One of the known names in the world of technology, Yahoo, has claimed their systems were breached by an unknown party that attained Yahoo’s code, resulting in the hacker(s) counterfeiting cookies to gain access to more than thirty million Yahoo accounts without the need of passwords.

“Based on its investigation, the Independent Committee concluded that the Company’s information security team had contemporaneous knowledge of the 2014 compromise of user accounts,” says the United States Securities & Exchange Commission in their report. “As well as incidents by the same attacker involving cookie forging in 2015 and 2016.”

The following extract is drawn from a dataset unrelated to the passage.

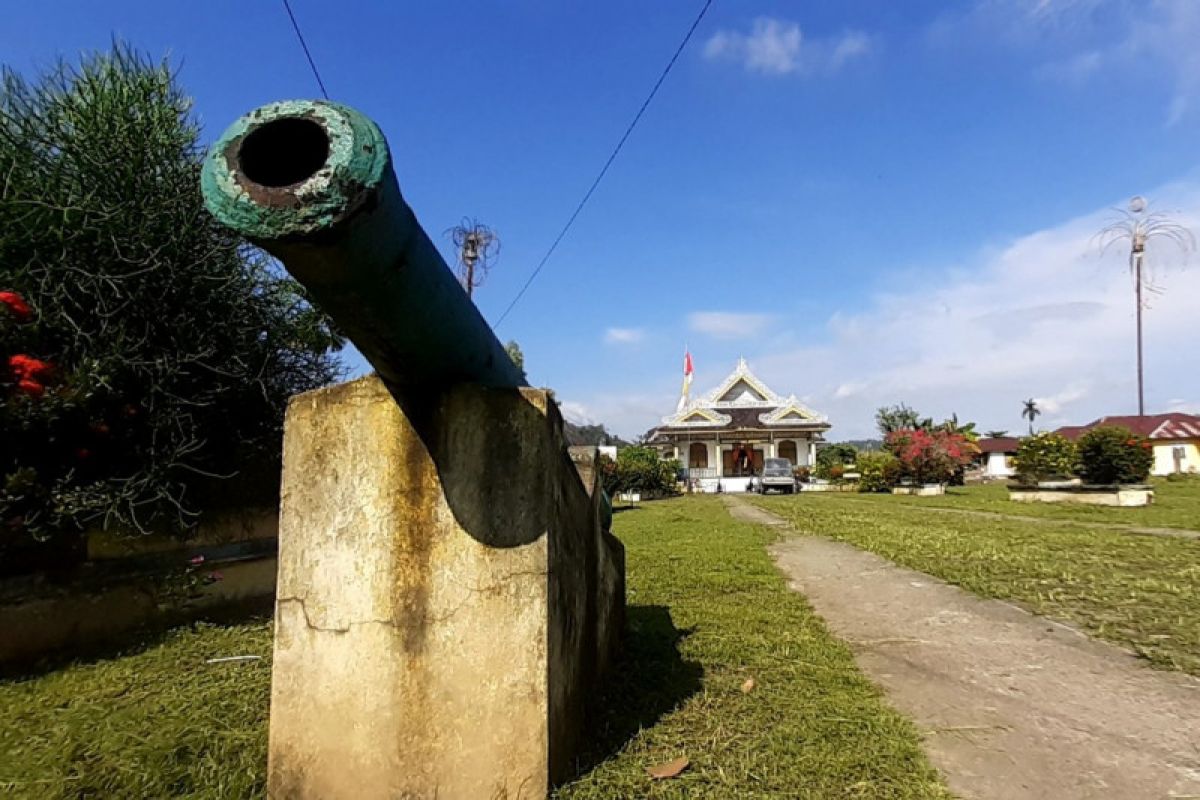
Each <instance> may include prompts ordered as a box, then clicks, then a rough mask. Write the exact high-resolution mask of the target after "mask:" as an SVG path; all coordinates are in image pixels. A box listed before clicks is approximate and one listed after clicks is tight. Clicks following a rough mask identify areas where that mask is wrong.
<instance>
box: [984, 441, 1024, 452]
mask: <svg viewBox="0 0 1200 800" xmlns="http://www.w3.org/2000/svg"><path fill="white" fill-rule="evenodd" d="M1020 443H1021V440H1020V439H1018V438H1016V437H992V438H988V439H980V440H979V441H977V443H976V445H978V446H979V452H1016V446H1018V445H1019V444H1020Z"/></svg>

Many security experts believe the forged cookies that are currently being used may have been hacked as early as 2015.

Image Source: Google Image – Yahoo’s headquarters in Sunnyvale, California, United States of America.

Yahoo disclosed its findings in a report it jointly created with the United States Securities & Exchange Commission, and further stated that the hack involved state-sponsored actors.

“As those who follow Yahoo know, in late 2014, we were the victim of a state-sponsored attack and reported it to law enforcement as well as to the 26 users that we understood were impacted,” says Marissa Mayer through her Tumblr account. “When I learned in September 2016 that a large number of our user database files had been stolen, I worked with the team to disclose the incident to users, regulators, and government agencies.”

Image Source: Google Image – Michael Arrington and Marissa Mayer at Tech Crunch Disrupt.

The purple tech giant warned customers during the start of this year, informing them of the hackers accessing their accounts using hacked codes.

Furthermore, the company’s previous hacks are related to the current problems with the state-sponsored actor(s) now. Yahoo also stated that in earlier reports published in 2014, senior members of the company failed to act on preventing further damage.

Image Source: Google Image – United States Securities and Exchange Commission headquarters in the American capital near Union Station.

“I am the CEO of the company and since this incident happened during my tenure,” said the CEO and President of Yahoo, “I have agreed to forgo my annual bonus and my annual equity grant this year and have expressed my desire that my bonus is redistributed to our company’s hardworking employees, who contributed so much to Yahoo’s success in 2016.”

As a result, many high profile employees such as Marissa Mayer and others won’t receive their yearly bonuses, while other members of the company have resigned.

“Committee found that failures in communication, management, inquiry and internal reporting contributed to the lack of proper comprehension and handling of the 2014 Security Incident,” highlights the report from the United States Securities & Exchange Commission. “The Independent Committee also found that the Audit and Finance Committee and the full Board were not adequately informed of the full severity, risks, and potential impacts of the 2014 Security Incident and related matters.”